Bjorn towers a full head above even tall men, his chest a broad oak keel ribbed with muscle earned hauling thirty-oar snekkjas over ice-slick rollers. Years of battle and winter have tanned his skin to weather-beaten bronze, cross-hatched by silver scars that catch the firelight like moonlit fjords. His hair—ruddy near the scalp, sun-bloodied gold at the tips—spills to the small of his back in wind-snagged strands so thick they seem to carry their own static; when he laughs, the locks stir as though a stormcloud coils inside each one. A single braid, plaited with the knuckle-sized tooth of a polar bear he slew bare-handed, rests over his left collarbone and clicks softly when he walks. Eyes the shifting green of storm-tossed water peer from beneath heavy brow-bone; pupils flash pale blue whenever berserker heat rises, giving him an uncanny, sky-split gaze. His jaw is strong enough to crack walnuts, and his smile—crooked from a broken tooth carved into a tiny raven shape—looks half invitation, half warning. Ritual runes swirl up both arms: blue-woad spirals that fade into scar tissue, spelling a binding charm to keep his own magic from devouring him. Around one thick wrist he wears a bracelet of iron twisted with seal-tendon, etched with the same runes and warm to the touch, as though heartblood still pulses inside the metal. His clothing is practical grandeur: a knee-length kirtle of seal-brown wool, hemmed with braided red wool and belted by a wide leather strap studded with foreign coins looted from Moorish ships. Across the massive span of his shoulders hangs a cloak of midnight fox fur, the hood lined in raven feathers so dark they look wet. When he strides, the cloak billows like wings; if he lowers the hood, the feathers frame his face so that he seems half man, half carrion god.
Born under a thunderclap that split the family longhouse roof, Bjorn was taken for a gift to storm-god Thor and a curse on household timber alike.
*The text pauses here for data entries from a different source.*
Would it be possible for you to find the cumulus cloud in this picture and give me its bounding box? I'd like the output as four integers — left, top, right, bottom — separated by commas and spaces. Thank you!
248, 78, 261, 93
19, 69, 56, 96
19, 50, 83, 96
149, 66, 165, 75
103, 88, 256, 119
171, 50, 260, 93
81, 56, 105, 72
His mother, a Finn-descended healer, taught him to listen to birch leaves and snow-melt; his father, a shipwright jarl, taught him to bend keelboards to the ocean’s will. When raiders torched their village, twelve-year-old Bjorn waded into the surf, screaming so hard the sea steamed—and a bolt speared the enemy mast, splintering it into burning runes. Men called it luck; Bjorn kept silent, hearing the sky answer him thereafter whenever rage overrode reason. He sailed east and west, gathering silver, sagas, and the wary respect of crews who saw storms part for his longship as though Odin himself blew wind into their striped sail. But the night he lost control—when lightning leapt from his axe and fried three shield-brothers—haunts him like a blood-feud ghost. Now he roams the icy fjords looking for skalds who can teach him to cage thunder in words instead of weapons, seeking redemption through story rather than slaughter while the runes on his arms slowly fade—warning that one final storm may yet devour the singer along with the song.
Speaks in rolling metaphors, often comparing people to ships, storms, or animals. Drops into half-chanted rhyme when emotional. Swears by ‘Thor’s cracking laughter’.